Elevance Health (ELV) reported sequential and annual declines in its second-quarter memberships, although the health insurer lifted its full-year earnings outlook and recorded an unexpected year-over-year revenue increase in the previous three-month period.
Total medical membership came in at 44.9 million for the June quarter, down 1% and 1.5% on sequential and annual bases, driven by a known commercial fee-based customer transition and attrition in the firm's individual Affordable Care Act and Medicaid membership.
Elevance's shares dropped 8.8% in Wednesday trade, reducing its year-to-date gain to 10.9%.
"Rate updates received during the quarter were higher than anticipated, and membership and acuity remained broadly aligned with our expectations," Chief Financial Officer Mark Kaye said during an earnings call, according to a FactSet transcript.
Within the commercial risk-based business, individual membership decreased 2.3% from the prior-year quarter, while employer group fell 5.5%.
"The Medicaid environment continues to be dynamic, and we're managing it with discipline," Chief Executive Gail Boudreaux said on the call. "We're improving our ability to detect cost pressures earlier and respond quickly with targeted action plans across our clinical network, payment integrity and operating teams."

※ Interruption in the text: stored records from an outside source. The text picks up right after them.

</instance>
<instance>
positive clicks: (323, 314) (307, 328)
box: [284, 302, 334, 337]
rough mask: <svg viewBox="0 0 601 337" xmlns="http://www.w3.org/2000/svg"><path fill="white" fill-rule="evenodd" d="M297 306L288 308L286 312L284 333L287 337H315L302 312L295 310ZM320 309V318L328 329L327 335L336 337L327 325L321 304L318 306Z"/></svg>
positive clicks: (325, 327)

The company now expects adjusted earnings of at least $27 a share for 2026, up from its prior guidance of $26.75. The improved guidance is "prudent" and "supported by current operating trends," according to Kaye. The current consensus on FactSet is for non-GAAP EPS of $26.87.
"We remain confident in our ability to return to at least 12% adjusted EPS growth in 2027," Boudreaux told analysts on the call.
The insurer's adjusted EPS slipped about 16% year over year to $7.45 in the second quarter, but topped the Street's view of $6.21. Operating revenue edged up to $49.83 billion from $49.42 billion, defying the average analyst estimate for a decrease to $48.88 billion. Higher premium yields and product revenue drove the top line increase, partially offset by a lower health plan membership in Medicaid, Kaye said on the call.
Overall premiums were nearly flat at $41.28 billion. Product revenue advanced by 3.7%, while service fees rose 8.3%. By segment, health benefits revenue increased 2.7% to $42.72 billion while its Carelon division, composed of CarelonRx and Carelon Services, inclined 6% to $192 billion.
The benefit-expense ratio rose by 80 basis points year over year to 89.7% for the second quarter. The increase was driven by higher medical cost trends in the company's government business, it said.